The proposed method introduced in this paper uses a pre-trained CNN for embedding extraction while taking into consideration of the correlations between different semantic levels of the pre-trained CNN, yielding state of the art result for anomaly detection.
Patch Distribution Modelling (PaDiM)
Embedding extraction
Activation vectors from different layers of the CNN are concatenated to get the embedding vectors that contains both fine-grained and global context regarding the image.
An input image is divided into patches that are sized $W$x$H$, where $W$x$H$ is the resolution of the largest activation map (output size of the 1st layer of the CNN). Each of these patches is associated to an embedding vector $x_{ij}$ computed as described above.
As these generated patch embedding vectors may contain redundant information, an ablation study was performed and it was discovered that randomly selecting few dimensions not only decrease the complexity of the model significantly, it is also more efficient than conducting dimension reduction through Principal Component Analysis (PCA).
Learning the normality
$X_{ij}$ is the total number of embedding vectors $x_{ij}$ gathered from $N$ normal images. It is under the assumption that $X_{ij}$ is generated by a multivariate Gaussian distribution $\mathcal{N}(\mu_{ij}, \Sigma_{ij})$ where $\mu_{ij}$ is the sample mean of $X_{ij}$, and $\Sigma_{ij}$ is the sample covariance which is obtained through the following equation:
where $\epsilon$ is a constant regularization term.
Inferencing
During inferencing, the Mahalanobis distance $M(x_{ij})$ is used to compute difference between the patch embedding vectors of a test image and the learnt distribution $\mathcal{N}(\mu_{ij}, \Sigma_{ij})$. It is calculated as follows:
High scores in the anomaly map $M$ indicate the location of anomalies, and the anomaly score of an image is interpreted as the maximum value of the anomaly map.
Result
Setup
Two metrics are used for model effectiveness evaluation. One is the Area Under the Receiver Operating Characteristic curve (AUROC), where the true positive rate is the percentage of pixels correctly classified as anomalous. Another metric is the per-region-overlap score (PRO-score), as it avoids the bias in favor of large anomalies present in AUROC. A high PRO-score indicates that both large and small anomalies are well-localized.
Two different datasets were used; MVTec AD and Shanghai Tec Campus. The images from MVTec AD are resized to 256x256 then center-cropped to 224x224, while STC images are resized to 256x256 only. Additionally, a modified version of MVTec AD named Rd-MVTec AD is also used, where random rotation and random crop is applied to both the train and test sets in order to test a model's robustness against non-aligned images.

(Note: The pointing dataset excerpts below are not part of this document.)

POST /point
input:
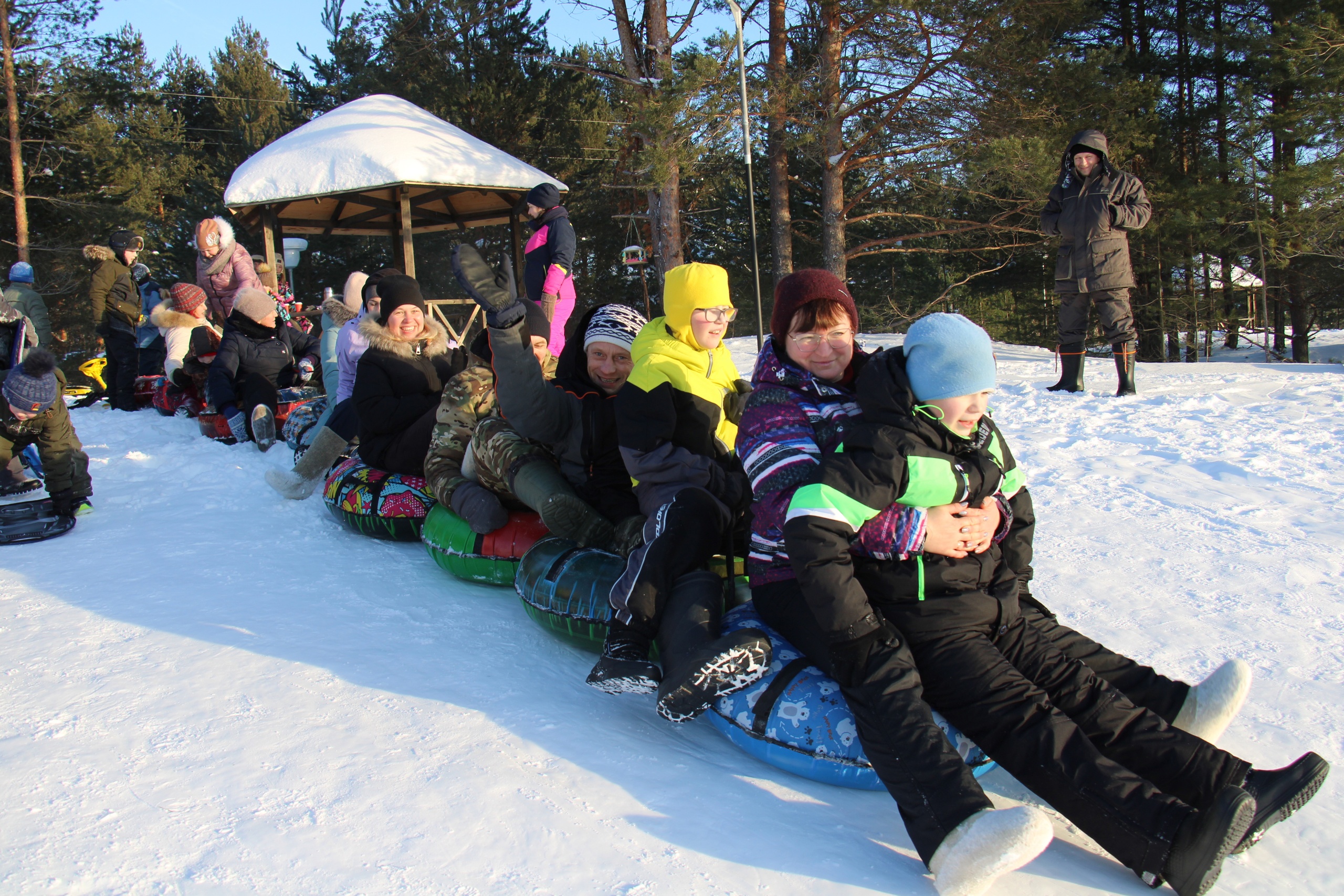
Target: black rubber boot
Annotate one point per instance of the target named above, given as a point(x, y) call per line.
point(1072, 373)
point(624, 666)
point(1126, 368)
point(698, 666)
point(264, 428)
point(1280, 793)
point(546, 491)
point(1205, 840)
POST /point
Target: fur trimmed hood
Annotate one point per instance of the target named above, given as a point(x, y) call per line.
point(169, 318)
point(335, 309)
point(378, 336)
point(99, 254)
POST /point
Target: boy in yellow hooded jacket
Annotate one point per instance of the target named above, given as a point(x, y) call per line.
point(676, 424)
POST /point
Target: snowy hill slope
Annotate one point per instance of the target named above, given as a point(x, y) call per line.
point(209, 690)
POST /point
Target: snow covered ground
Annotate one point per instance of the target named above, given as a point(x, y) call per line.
point(209, 690)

Three different pre-trained CNN were tested to extract the embedding vectors; ResNet18, Wide ResNet-50-2 and EfficientNet-B5.
Effects of layers
In general, the performance increases along with the level of semantic level information. Taking the correlations between different semantic levels into account also yields better result than simply summing the outputs (PaDiM-R18 vs Layer 1+2+3).
Dimension Reduction
As mentioned earlier, the random dimensionality reduction (Rd) outperforms PCA in all areas. Reducing the embedding vector size has very little impact on the anomaly localization performance while greatly improves the time and space complexity of the algorithm.
Anomaly Detection
PaDim is superior at detecting defects in textured classes in MVTec AD, and it is also the best overall performing algorithm.

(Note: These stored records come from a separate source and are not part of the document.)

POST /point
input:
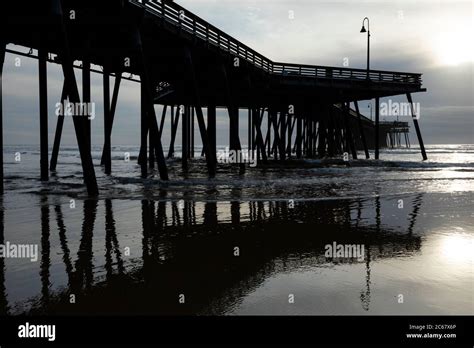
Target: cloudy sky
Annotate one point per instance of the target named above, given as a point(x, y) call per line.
point(428, 36)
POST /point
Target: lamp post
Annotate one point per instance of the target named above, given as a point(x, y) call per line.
point(363, 30)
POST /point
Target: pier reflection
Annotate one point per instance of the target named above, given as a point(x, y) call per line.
point(212, 252)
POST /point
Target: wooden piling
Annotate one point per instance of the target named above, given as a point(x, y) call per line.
point(43, 99)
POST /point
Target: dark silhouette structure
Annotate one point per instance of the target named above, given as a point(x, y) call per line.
point(187, 65)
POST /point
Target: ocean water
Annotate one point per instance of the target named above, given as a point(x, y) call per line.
point(242, 244)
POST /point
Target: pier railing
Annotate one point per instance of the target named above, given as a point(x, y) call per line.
point(187, 21)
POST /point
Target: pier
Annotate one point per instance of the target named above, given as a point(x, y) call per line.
point(192, 69)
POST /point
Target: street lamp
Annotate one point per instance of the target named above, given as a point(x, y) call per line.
point(363, 30)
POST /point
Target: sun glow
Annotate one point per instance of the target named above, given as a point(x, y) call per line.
point(454, 47)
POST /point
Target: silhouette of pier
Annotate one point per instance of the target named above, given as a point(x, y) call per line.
point(192, 68)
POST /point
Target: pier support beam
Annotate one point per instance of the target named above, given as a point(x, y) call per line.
point(143, 131)
point(233, 110)
point(299, 130)
point(185, 138)
point(377, 127)
point(73, 92)
point(211, 128)
point(107, 122)
point(43, 99)
point(147, 86)
point(361, 130)
point(174, 128)
point(86, 96)
point(417, 127)
point(349, 137)
point(2, 61)
point(113, 106)
point(210, 155)
point(59, 131)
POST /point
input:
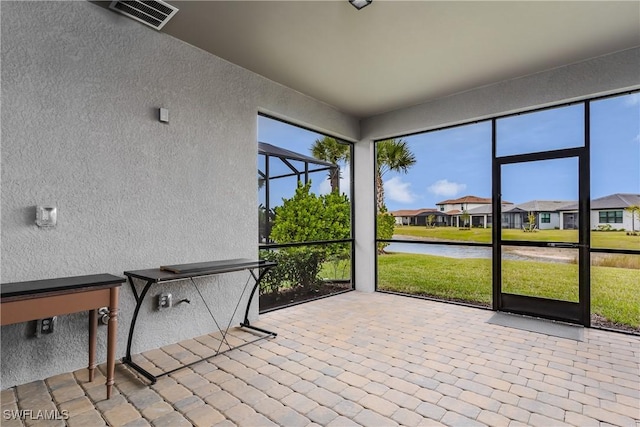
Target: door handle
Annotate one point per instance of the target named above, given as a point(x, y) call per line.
point(563, 245)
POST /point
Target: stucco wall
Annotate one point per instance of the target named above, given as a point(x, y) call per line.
point(80, 91)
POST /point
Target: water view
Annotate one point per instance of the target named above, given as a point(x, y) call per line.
point(452, 251)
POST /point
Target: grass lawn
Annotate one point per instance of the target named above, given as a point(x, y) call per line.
point(615, 292)
point(599, 239)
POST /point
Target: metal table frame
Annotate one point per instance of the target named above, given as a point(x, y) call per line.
point(39, 299)
point(189, 271)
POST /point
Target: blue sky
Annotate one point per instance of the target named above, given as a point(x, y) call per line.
point(455, 162)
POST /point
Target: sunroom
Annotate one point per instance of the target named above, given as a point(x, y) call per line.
point(126, 149)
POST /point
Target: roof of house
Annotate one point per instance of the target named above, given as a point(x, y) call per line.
point(486, 209)
point(470, 199)
point(543, 205)
point(612, 201)
point(466, 199)
point(411, 212)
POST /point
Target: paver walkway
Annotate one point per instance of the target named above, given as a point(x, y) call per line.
point(363, 359)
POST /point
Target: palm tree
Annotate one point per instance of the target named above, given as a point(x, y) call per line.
point(391, 155)
point(330, 150)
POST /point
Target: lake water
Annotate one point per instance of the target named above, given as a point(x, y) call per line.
point(458, 251)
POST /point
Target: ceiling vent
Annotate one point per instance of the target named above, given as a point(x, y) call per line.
point(154, 13)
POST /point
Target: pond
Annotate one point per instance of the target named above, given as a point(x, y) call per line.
point(453, 251)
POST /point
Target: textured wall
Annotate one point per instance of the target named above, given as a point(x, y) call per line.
point(80, 91)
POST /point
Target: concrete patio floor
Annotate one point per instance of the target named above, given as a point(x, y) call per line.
point(362, 359)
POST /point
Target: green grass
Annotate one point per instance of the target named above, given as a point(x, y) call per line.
point(615, 292)
point(599, 239)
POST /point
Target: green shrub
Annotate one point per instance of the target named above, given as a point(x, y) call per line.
point(303, 218)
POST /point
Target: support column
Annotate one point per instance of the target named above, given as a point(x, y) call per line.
point(364, 201)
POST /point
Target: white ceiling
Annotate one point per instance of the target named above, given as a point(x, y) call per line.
point(394, 54)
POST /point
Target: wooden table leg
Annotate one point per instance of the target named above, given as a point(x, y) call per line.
point(93, 332)
point(111, 339)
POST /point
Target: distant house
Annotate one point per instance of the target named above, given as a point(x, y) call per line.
point(478, 209)
point(607, 210)
point(419, 217)
point(547, 213)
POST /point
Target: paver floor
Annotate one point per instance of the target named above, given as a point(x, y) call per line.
point(360, 359)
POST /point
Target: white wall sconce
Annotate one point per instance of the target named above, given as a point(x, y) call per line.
point(46, 216)
point(359, 4)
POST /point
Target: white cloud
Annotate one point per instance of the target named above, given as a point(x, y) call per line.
point(398, 191)
point(446, 188)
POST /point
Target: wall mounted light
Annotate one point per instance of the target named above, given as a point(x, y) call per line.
point(359, 4)
point(46, 216)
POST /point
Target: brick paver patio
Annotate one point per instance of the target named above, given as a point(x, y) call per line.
point(363, 359)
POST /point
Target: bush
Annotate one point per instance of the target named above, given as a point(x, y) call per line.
point(303, 218)
point(385, 225)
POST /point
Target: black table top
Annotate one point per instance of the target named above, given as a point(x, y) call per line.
point(185, 271)
point(58, 284)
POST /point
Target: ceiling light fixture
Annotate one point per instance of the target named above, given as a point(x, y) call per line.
point(359, 4)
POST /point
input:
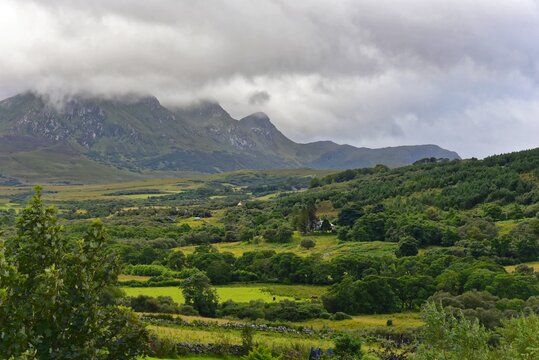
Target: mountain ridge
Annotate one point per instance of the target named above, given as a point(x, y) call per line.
point(137, 134)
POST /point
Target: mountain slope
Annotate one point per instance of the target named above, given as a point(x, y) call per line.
point(133, 135)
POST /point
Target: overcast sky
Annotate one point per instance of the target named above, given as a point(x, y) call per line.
point(462, 74)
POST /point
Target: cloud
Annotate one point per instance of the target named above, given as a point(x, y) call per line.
point(371, 73)
point(259, 98)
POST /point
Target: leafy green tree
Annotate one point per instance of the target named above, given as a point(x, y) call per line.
point(199, 294)
point(304, 217)
point(347, 347)
point(451, 337)
point(176, 260)
point(307, 243)
point(52, 292)
point(407, 247)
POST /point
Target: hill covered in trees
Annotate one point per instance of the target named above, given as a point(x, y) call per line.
point(437, 247)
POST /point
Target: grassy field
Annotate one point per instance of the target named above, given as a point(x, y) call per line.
point(133, 277)
point(238, 293)
point(229, 336)
point(326, 245)
point(400, 321)
point(533, 264)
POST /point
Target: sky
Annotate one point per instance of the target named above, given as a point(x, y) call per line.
point(463, 74)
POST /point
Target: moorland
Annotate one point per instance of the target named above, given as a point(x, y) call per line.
point(438, 257)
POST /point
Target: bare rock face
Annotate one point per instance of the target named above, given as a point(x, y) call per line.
point(139, 133)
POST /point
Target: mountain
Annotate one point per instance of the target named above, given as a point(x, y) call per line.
point(92, 139)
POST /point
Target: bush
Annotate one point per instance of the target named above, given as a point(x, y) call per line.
point(348, 347)
point(325, 315)
point(188, 310)
point(339, 315)
point(260, 353)
point(160, 304)
point(307, 243)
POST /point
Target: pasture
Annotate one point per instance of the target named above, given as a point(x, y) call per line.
point(238, 293)
point(328, 246)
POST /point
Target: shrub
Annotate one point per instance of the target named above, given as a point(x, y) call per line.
point(348, 347)
point(339, 315)
point(160, 304)
point(307, 243)
point(188, 310)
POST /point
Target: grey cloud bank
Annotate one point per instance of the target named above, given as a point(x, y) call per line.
point(461, 74)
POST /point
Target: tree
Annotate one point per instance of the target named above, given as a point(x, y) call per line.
point(176, 260)
point(407, 247)
point(52, 293)
point(304, 217)
point(447, 336)
point(347, 347)
point(307, 243)
point(199, 294)
point(326, 225)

Similarly, it has the highest AUROC on the STC dataset.
In addition, PaDiM is more robust to non-aligned images, as shown below.
Result Visualization
Time and Space Complexity
The inference time for PaDiM is almost on par with VAE, and significantly faster than SPADE as it does not need to perform KNN on the test image and training data.

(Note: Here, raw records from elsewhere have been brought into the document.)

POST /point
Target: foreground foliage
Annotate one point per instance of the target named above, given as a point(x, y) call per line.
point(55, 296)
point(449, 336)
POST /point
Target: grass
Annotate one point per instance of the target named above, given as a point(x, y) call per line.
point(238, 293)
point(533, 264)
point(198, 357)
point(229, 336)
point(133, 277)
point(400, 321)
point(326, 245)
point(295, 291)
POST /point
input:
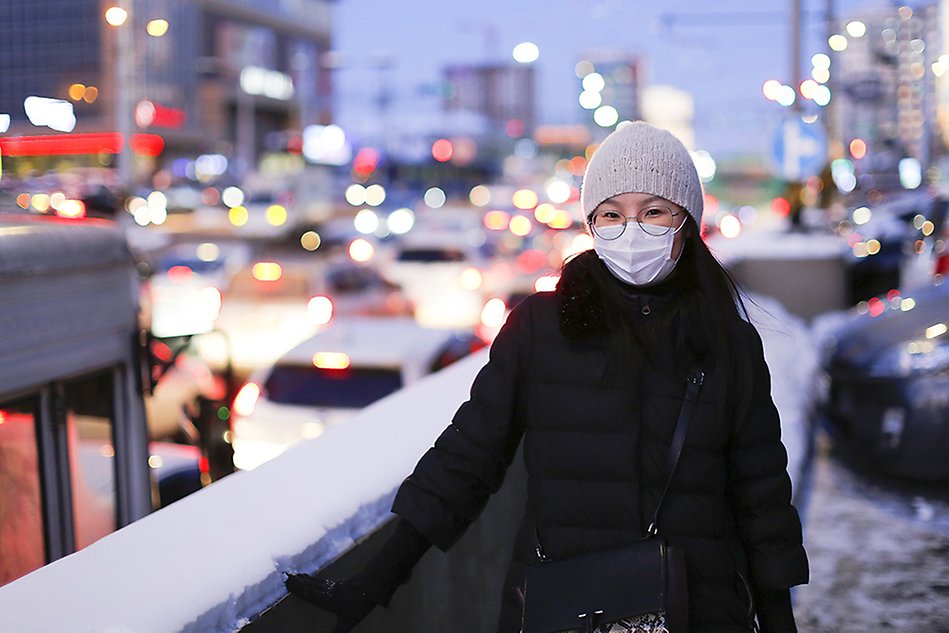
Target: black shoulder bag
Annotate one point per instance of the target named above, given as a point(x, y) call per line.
point(646, 577)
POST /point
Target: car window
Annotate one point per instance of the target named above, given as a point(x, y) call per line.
point(354, 387)
point(351, 280)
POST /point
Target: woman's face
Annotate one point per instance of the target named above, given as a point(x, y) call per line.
point(638, 205)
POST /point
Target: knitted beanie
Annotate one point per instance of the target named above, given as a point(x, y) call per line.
point(639, 158)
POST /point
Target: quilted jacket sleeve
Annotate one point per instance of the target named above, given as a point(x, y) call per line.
point(454, 479)
point(768, 524)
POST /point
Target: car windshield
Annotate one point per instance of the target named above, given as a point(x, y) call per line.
point(431, 255)
point(199, 266)
point(350, 388)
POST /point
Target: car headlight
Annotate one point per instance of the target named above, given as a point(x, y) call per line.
point(911, 358)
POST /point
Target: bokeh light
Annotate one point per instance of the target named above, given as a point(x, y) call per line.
point(606, 116)
point(434, 198)
point(356, 195)
point(116, 16)
point(520, 225)
point(837, 42)
point(524, 199)
point(401, 221)
point(858, 148)
point(276, 215)
point(856, 28)
point(361, 250)
point(525, 53)
point(480, 196)
point(311, 240)
point(375, 195)
point(593, 82)
point(366, 221)
point(232, 196)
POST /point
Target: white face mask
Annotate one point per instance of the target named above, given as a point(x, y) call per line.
point(636, 257)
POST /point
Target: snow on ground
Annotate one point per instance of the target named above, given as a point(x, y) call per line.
point(213, 560)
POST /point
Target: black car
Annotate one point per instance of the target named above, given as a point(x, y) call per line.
point(897, 230)
point(887, 379)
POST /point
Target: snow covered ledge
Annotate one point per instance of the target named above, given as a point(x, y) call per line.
point(214, 560)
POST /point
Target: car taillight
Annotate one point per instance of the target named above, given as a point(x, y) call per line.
point(331, 360)
point(246, 399)
point(320, 310)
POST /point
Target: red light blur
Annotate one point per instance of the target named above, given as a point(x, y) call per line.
point(531, 261)
point(442, 150)
point(366, 161)
point(80, 144)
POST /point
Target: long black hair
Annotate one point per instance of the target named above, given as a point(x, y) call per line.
point(701, 316)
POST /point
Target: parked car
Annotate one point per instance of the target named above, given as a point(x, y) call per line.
point(271, 306)
point(183, 292)
point(893, 242)
point(442, 274)
point(333, 374)
point(887, 383)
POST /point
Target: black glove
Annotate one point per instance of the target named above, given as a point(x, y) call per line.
point(353, 598)
point(340, 597)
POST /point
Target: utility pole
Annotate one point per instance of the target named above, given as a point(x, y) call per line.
point(795, 187)
point(796, 48)
point(123, 106)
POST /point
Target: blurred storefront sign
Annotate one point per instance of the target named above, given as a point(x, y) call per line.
point(799, 149)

The memory required by PaDiM is much lower than SPADE as it only keeps the pre-trained CNN and Gaussian parameters associated with each patch in memory.
Conclusion
PaDiM has achieve a new state of the art result on anomaly detection. However, it remains to be seen whether it can yield equivalent performance when there are multiple objects and/or defects in an image.
Another concern is the memory requirement when there is a large training data, both terms of image count and image resolution, as they need to be stored in order to to derive the Gaussian parameters.